Legge elettorale, il Pd prova ad accoltellare Renzi

Due emendamenti avrebbero potuto far saltare l'accordo Renzi-Berlusconi sulla legge elettorale: sono quello sulle preferenze e quello sulla doppia preferenza di genere. Sono stati bocciati ma con uno scarto minimo. Decisivi i 23 membri del governo presenti in Aula per le votazioni

Legge elettorale, il Pd prova ad accoltellare Renzi

L'asse Renzi-Berlusconi tiene. Lo si è visto alla Camera, dove l'impianto sulla legge elettorale è passato e gli emendamenti più "insidiosi", quelli che avrebbero messo in discussione l'accordo, uno ad uno sono stati bocciati. Accanto a questo indubitabile dato politico ce n'è un altro da sottolineare: quello del presidente del Consiglio è un partito sempre più diviso e in difficoltà. E, a conti fatti, se non avessero votato sottosegretari e ministri, alcuni emendamenti probabilmente sarebbero passati, vanificando settimane e settimane di lavoro. Basti pensare a quelli sulle preferenze e sulla doppia preferenza di genere (un voto per i candidati maschi, un altro per le femmine), bocciati con uno scarto di appena venti voti. Il Pd, dunque, ha provato ad "accoltellare", senza però riuscirvi.

Il premier si è salvato grazie ai suoi fedelissimi: in Aula a Montecitorio, durante le votazioni, erano presenti in ventitre. Poco prima Renzi aveva riunito i deputati del Pd, in vista del voto finale, spiegando loro che il Paese non avrebbe mai e poi mai capito una spaccatura del suo partito sulla legge elettorale, proprio mentre il governo "sta preparando 10 miliardi di euro per le famiglie italiane". Poi aveva rassicurato i più riottosi: "Se c'è spazio dentro la Camera si migliora. Ma non posso accettare che questa legge sia definita anticostituzionale". Proponendo "un approfondimento sulla legge elettorale mercoledì", da fare "coinvolgendo anche i senatori" e affrontando temi scottanti quali la parità di genere tutte le questioni rimaste irrisolte.

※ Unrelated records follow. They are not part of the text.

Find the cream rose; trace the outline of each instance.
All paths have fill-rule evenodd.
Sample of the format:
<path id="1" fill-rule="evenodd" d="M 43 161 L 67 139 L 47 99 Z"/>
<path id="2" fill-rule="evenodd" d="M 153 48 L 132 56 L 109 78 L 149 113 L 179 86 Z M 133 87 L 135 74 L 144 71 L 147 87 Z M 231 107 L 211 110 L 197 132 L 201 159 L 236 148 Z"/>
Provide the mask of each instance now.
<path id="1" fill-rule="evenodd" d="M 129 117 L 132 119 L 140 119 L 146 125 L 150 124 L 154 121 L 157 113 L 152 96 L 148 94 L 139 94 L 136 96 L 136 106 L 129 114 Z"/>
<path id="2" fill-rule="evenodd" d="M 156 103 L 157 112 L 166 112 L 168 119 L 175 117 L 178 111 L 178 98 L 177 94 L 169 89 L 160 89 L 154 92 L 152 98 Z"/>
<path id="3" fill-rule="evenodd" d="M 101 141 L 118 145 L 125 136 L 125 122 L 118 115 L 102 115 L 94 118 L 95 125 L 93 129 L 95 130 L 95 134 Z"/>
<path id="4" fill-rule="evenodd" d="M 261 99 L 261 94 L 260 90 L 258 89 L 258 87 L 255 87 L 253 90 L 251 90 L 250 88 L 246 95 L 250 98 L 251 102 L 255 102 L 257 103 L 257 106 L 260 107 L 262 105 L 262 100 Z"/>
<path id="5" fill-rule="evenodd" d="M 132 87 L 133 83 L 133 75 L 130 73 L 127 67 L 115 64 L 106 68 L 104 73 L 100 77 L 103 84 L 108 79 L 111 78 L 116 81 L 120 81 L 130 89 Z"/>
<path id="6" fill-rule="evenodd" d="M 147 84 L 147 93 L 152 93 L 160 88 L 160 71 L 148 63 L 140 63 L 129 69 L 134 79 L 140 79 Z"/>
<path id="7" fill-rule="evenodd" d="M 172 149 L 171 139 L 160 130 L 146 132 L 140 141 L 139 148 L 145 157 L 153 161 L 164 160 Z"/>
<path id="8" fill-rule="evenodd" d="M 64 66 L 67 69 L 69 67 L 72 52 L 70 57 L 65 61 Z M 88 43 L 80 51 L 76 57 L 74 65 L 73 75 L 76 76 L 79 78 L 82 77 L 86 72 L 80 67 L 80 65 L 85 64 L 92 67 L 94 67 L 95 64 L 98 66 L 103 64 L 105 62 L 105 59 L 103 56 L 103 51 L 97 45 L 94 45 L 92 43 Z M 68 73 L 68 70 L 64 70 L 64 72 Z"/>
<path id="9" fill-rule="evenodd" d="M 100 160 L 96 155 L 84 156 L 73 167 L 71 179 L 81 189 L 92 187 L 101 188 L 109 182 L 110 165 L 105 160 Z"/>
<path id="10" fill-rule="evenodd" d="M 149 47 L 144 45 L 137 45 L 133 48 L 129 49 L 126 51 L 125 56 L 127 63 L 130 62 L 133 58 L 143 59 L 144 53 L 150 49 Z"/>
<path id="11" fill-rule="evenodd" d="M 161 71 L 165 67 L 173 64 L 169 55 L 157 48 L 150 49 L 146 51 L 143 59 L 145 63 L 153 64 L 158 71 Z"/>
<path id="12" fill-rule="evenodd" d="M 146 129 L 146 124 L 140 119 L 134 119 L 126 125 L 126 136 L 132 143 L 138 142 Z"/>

"L’accordo ha tenuto - ha detto il portavoce della segretaria Pd Lorenzo Guerini - anche con il buon lavoro del gruppo del Pd pur con qualche difficoltà su qualche emendamento impegnativo. Il primo passo è vicino, ora andiamo verso il secondo con il passaggio della riforma al Senato".

Quanti sono i "franchi tiratori"

La maggioranza che sostiene l'Italicum in teoria poteva infatti su 416 voti (Pd 293, Forza Italia 67, Ncd 29 e Scelta civica 27). Ma l'emendamento che stabilisce le soglie della riforma ha incassato invece 315 sì. All'appello, dunque, mancano101 voti a cui vanno sottratti 34 assenti, tra cui Pier Luigi Bersani ed Enrico Letta, e 16 deputati in missione, cioè assenti giustificati. Il risultato è quello che 51 parlamentari presenti, deputati dei partiti della maggioranza, nel segreto dell'urna hanno votato "no" bocciando il patto Renzi-Berlusconi. Nella conta del voto di oggi i presenti e votanti sono stati 552, nessuno astenuto.

Bersani: al Senato si dovrà cambiare

I cinquantuno voti mancanti sono una vendetta dei bersaniani? Messa così la questione è un po' riduttiva. Ma vediamo cosa dice Pier Luigi Bersani: "Al Senato dovrà essere cambiato qualcosa, è emerso nel dibattito. Capisco gli accordi e che Berlusconi sia affezionato ad alcuni punti, ma dovrà farsene una ragione pure lui. Se non c'è una spinta sulle regole, alla parità di genere non ci arriveremo mai". Poi l'ex segretario del Pd ha aggiunto: "Devi parlare con tutti, va da sé. Ma questo non significa dare l'ultima parola a Berlusconi. Non c'è nessuno bisogno, nemmeno dal punto di vista numerico. Bisogna metterci misura.

Io quando sento che le quote rosa non si fanno, perché Berlusconi non è d'accordo, osservo che non stiamo parlando di una soglia d'accesso o di una tecnicalità che riguarda i collegi. Stiamo parlando di qualcosa di fondo".